Score open-ended answers automatically with a large language model: how AI evaluation works per question type, how to write an effective grading prompt, and how reviewers confirm or adjust the results.

Updated 2026/07/14

AI Evaluation scores open-ended responses automatically using a large language model. You describe what a good answer looks like in a grading prompt; when a candidate submits, the AI evaluates the response against it and produces a success rate plus written feedback. Reviewers can confirm or adjust every AI evaluation — the AI gives you a fast, consistent first pass, not an unappealable verdict.

Supported Question Types

Short Answer and Long Answer — the text is evaluated directly.
Audio and Video — the AI first produces a transcription of the spoken content, then evaluates the transcription. The transcription is stored alongside the evaluation, so reviewers read it next to the recording.
Code — the AI evaluates the written code; it is aware of any pre-filled initial template and judges the candidate's own contribution.

Transcription and AI feedback follow the language configured on the question (settings → Details → Language).

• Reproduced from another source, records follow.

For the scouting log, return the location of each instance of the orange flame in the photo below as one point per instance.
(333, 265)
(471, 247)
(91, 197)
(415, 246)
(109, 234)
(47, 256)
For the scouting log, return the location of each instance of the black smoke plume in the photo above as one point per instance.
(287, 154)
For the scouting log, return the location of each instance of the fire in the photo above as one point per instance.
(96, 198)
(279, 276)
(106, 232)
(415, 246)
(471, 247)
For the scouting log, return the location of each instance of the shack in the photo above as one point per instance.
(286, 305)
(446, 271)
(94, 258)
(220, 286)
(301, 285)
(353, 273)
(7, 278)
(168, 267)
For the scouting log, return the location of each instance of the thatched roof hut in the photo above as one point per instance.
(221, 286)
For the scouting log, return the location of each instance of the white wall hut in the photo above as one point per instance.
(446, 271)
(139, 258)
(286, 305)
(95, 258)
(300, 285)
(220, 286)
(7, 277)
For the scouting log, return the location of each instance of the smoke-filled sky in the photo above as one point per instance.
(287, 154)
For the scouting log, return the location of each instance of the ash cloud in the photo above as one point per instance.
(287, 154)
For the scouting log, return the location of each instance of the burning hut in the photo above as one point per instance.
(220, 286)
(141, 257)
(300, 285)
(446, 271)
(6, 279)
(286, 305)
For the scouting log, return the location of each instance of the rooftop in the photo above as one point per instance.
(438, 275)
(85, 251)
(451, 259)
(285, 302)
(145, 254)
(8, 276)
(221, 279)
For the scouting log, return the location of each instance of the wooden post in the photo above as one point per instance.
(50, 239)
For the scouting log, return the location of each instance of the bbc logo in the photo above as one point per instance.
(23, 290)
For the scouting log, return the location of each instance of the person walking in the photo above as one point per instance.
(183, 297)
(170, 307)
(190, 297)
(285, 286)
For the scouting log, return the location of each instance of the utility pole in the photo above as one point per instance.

Set it to French and a spoken French answer is transcribed and evaluated in French.

How It Works

Enable AI Evaluation on the question and write the grading prompt.
The candidate submits their answer; the evaluation runs automatically.
The AI returns a success rate (0–100%) and written feedback explaining the score. For audio and video, a transcription is produced as well.
The success rate flows through the question's multipliers and dimensions like any other score (see Scoring).
Reviewers see the AI's score, feedback, and reasoning in the evaluation screens and can confirm or override.

Writing an Effective Grading Prompt

State the criteria explicitly — what must be present for full marks, what earns partial credit, what fails. Vague prompts produce vague scores.
Anchor the scale — “100% requires X and Y; 50% if X without Y; 0% if neither” beats “grade generously”.
Include a model answer or key facts when the question has objective content — the AI grades against your reference, not its own opinion.
Say what to ignore — e.g. “do not penalize spelling” for a content-focused question, or “evaluate reasoning, not conclusion”.

Example for a long-answer question: “The answer must (1) identify the confounding variable in the study design, (2) explain why randomization fixes it, and (3) propose a concrete randomization procedure. Award ~33% per element. Do not penalize grammar. A correct identification with no explanation caps at 40%.”

Reviewing AI Results

AI evaluations appear in the evaluation screens marked as AI-scored, with the feedback and (for audio/video) the transcription attached. Reviewers can accept them as-is, adjust the score, or replace it with a manual evaluation — the human decision always wins. Combine AI Evaluation with a rubric to give both the AI and human reviewers the same structured criteria.

For high-stakes decisions, treat the AI score as triage: let it grade everything, then have humans verify the borderline band and a sample of the rest. You get consistency at scale without giving up accountability.
Recommended practice

AI Scores for Scored Dimensions

On questions with scored dimensions, the AI returns one score and written feedback per dimension alongside the overall result. A manual evaluation overrides the AI score per dimension; confirming or adjusting applies to the evaluation as a whole.